The undersigned, an Eligible Institution (defined in Section 3 of the Offer to Purchase), hereby (i) represents that the tender of Company Shares effected hereby complies with Rule 14e-4 under the Securities Exchange Act of 1934, as amended and (ii) guarantees delivery to the Depositary, at one of its addresses set forth above, of certificates representing the Company Shares tendered hereby, in proper form for transfer, or a confirmation of a book entry transfer of such Company Shares into the Depositary’s account at the Depository Trust Company (pursuant to the procedures set forth in Section 3 of the Offer to Purchase), in either case together with a properly completed and duly executed Letter of Transmittal (or email thereof) or, in the case of a book-entry transfer, an Agent’s Message (defined in Section 3 of the Offer to Purchase), together with any other documents required by the Letter of Transmittal, all within two (2) NASDAQ trading days (as defined in the Offer to Purchase) after the date hereof.

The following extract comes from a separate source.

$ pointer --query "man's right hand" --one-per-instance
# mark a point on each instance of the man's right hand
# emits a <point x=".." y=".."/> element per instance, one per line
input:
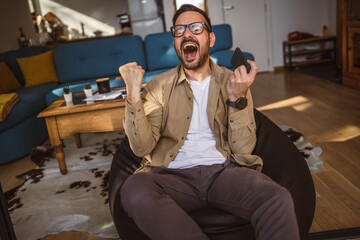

The Eligible Institution that completes this form must communicate the guarantee to the Depositary and must deliver the Letter of Transmittal, certificates for Company Shares and/or any other required documents to the Depositary within the time period shown above. Failure to do so could result in a financial loss to such Eligible Institution.

 

Name of Firm:      

    

 

Address:      

    

 

(Zip Code)

 

Area Code and Telephone Number:      

    

 

Authorized Signature:      

    

 

Name:    

    
(Please type or print)

Title:      

    

Date:      

    

 

NOTE:

   DO NOT SEND CERTIFICATES REPRESENTING TENDERED COMPANY SHARES WITH THIS NOTICE. CERTIFICATES REPRESENTING TENDERED COMPANY SHARES SHOULD BE SENT WITH YOUR LETTER OF TRANSMITTAL.